Time Warner in market for targeted buys
* Time Warner has "appetite" for movies, TV
* Unlikely to acquire a broadcast TV network
* Wants to fix CNN prime-time ratings
* Shares closed up 4.8 pct at $30.94
NEW YORK, May 27 (Reuters) - Time Warner Inc (TWX.N) Chief Executive Jeff Bewkes said he has "plenty of appetite" to invest in the TV and movie business, following his recent headline-making deal to land late-night star Conan O'Brien.
Bewkes and other top executives, in an all-day session with investors on Thursday, emphasized "targeted" acquisition possibilities to help bolster existing businesses, after the company spun out AOL (AOL.N) and Time Warner Cable (TWC.N).
Time Warner is unlikely to pursue a splashier deal for a broadcast TV network, like Walt Disney Co's (DIS.N) ABC or CBS Corp's (CBS.N) CBS, Bewkes said.
"We wouldn't rule out anything as things come up in the world," he said. "I think the likely answer is probably not."
While Time Warner is much more streamlined these days, investors still asked executives if they planned to sell more assets including Time Inc. The publisher of Time, People and Sports Illustrated magazines took a hit in 2009 as advertising revenue fell.

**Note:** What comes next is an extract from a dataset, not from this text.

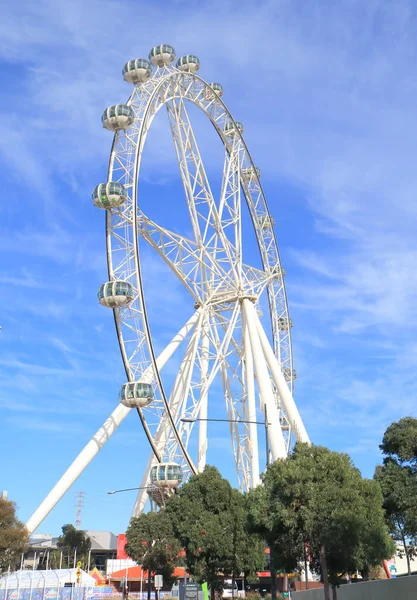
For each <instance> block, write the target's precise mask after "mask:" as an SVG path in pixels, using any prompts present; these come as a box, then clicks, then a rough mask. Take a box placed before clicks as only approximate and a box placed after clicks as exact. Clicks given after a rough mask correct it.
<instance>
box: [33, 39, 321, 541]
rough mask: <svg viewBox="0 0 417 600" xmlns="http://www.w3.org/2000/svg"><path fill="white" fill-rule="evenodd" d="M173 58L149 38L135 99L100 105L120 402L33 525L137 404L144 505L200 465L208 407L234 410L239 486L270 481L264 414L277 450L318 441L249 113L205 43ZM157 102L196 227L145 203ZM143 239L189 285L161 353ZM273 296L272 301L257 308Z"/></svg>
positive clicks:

Bewkes put to rest for now the possibility of a sale, saying Time Warner plans to keep Time Inc because it is in the "attractive lead position" in the content business.
The Washington Post Co WPO.N put its Newsweek magazine up for sale, citing several years of losses. [ID:nN05244922]
Time Warner has been on the defense about the prime-time ratings slide of CNN. Phil Kent, chairman and CEO of Turner Broadcasting, said they want to turn around that decline but he did not elaborate. Kent added that "ratings are only one part of the story."
Media reports have surfaced again that CNN and CBS are in talks for a potential partnership to produce news.
During a CBS shareholder meeting on Wednesday, Chief Executive Les Moonves said that while the companies have a good relationship there is nothing happening right now in terms of a larger deal. [ID:nN26200893]
This is Time Warner's first investor day since the spin-offs of AOL and Time Warner Cable. In December 2009, AOL split off from Time Warner, putting an end to nine tumultuous years of one of the most disastrous corporate mergers in history. Time Warner Cable was separated in early 2009.
Time Warner has since been making moves in acquiring talent, including wooing Conan O'Brien to TBS. In addition, Turner Broadcasting signed a joint $10.8 billion deal with CBS for the media rights of the NCAA's men's Division I college basketball tournament in April.